Prior to consolidation of these cases, docket No. 20150-93 came on for trial on May 23, 1994. We continued that case because petitioner had failed to cooperate in the stipulation process and respondent was not prepared to try the case without a stipulation of facts. This Court had earlier participated in an extended pretrial conference to help the parties reach agreement on at least a minimal stipulation, but petitioner refused to stipulate even the most basic facts. Petitioner's refusal to stipulate undisputed facts was consistent with a purpose of delay.

On September 6, 1994, after consolidation of these cases, respondent filed a motion for order to show cause under Rule 91(f) why proposed facts in evidence should not be accepted as established. A proposed stipulation of facts and exhibits in support thereof was attached to respondent's motion. Respondent's motion for order to show cause was granted. Petitioner filed a response, setting forth frivolous objections. At the hearing pursuant to the order to show cause, petitioner offered nothing of merit to refute respondent's proposed stipulation of facts. Respondent's order to show cause then was made absolute, and the Court ordered that the facts and evidence set forth in respondent's proposed stipulation of facts with attached exhibits are deemed admitted for purposes of these consolidated cases, with two exceptions. Paragraph 28 of the proposed stipulation of facts, concerning Activity Code 532, was deleted from the stipulation, and an additional document, a portion of the Internal Revenue Manual in effect on November 15, 1983, proposed by petitioner, was stipulated. That stipulation of facts and the exhibits attached thereto are incorporated herein by this reference.
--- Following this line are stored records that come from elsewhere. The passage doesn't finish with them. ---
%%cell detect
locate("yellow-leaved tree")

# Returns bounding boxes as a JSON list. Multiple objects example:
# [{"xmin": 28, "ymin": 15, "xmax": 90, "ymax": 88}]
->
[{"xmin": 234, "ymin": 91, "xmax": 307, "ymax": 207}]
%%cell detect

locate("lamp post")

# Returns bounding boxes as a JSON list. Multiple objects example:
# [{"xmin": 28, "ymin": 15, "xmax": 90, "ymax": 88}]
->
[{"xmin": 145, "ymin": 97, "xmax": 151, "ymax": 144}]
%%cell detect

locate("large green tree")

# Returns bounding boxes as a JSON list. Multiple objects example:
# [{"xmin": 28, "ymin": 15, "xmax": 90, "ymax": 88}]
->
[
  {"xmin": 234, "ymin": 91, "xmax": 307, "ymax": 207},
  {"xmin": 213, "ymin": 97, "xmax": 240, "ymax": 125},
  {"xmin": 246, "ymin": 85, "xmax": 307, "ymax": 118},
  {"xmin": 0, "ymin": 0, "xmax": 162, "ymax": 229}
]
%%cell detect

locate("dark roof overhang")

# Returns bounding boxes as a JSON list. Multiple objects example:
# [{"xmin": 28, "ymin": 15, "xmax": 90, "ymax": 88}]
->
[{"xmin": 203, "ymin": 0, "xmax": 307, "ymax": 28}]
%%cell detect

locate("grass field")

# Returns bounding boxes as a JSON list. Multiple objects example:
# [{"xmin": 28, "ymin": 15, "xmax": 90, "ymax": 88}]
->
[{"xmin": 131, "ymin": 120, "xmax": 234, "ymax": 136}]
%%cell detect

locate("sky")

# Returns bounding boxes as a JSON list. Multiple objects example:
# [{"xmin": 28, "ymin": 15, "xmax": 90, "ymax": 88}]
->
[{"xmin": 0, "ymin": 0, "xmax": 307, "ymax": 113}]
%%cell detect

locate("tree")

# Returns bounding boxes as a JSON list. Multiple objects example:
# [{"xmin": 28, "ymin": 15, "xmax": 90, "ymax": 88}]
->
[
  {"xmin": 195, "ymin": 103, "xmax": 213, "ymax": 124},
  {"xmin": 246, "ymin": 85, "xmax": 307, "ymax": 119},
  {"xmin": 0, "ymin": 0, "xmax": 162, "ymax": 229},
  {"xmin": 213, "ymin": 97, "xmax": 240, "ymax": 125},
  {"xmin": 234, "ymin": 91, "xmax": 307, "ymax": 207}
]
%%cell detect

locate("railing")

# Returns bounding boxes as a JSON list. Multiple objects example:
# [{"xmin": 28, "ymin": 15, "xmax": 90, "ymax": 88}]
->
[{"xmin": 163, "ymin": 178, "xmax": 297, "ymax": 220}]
Petitioner resided in Tinley Park, Illinois, when her petition was filed. During 1986, petitioner received wages in the amount of $11,333 and nonemployee compensation in the amount of $1,168 from HCM Company. During 1987, she received wages in the amount of $15,927 from HCM Company. HCM Company did not withhold Federal income tax from the wages it paid petitioner during 1986 and 1987.

During 1988, petitioner received wages from two companies, HDM and Hamilton, Carver & Lee, Inc. (Hamilton), in the respective amounts of $4,786 and $19,074. Petitioner completed Form W-4, Employee's Withholding Allowance Certificate, and claimed "exempt" from withholding for taxable year 1988. HDM and Hamilton did not withhold Federal income tax from the wages each paid petitioner that year. Also during 1988, petitioner received a distribution in the amount of $76 from the HDM Company Savings and Retirement Plan.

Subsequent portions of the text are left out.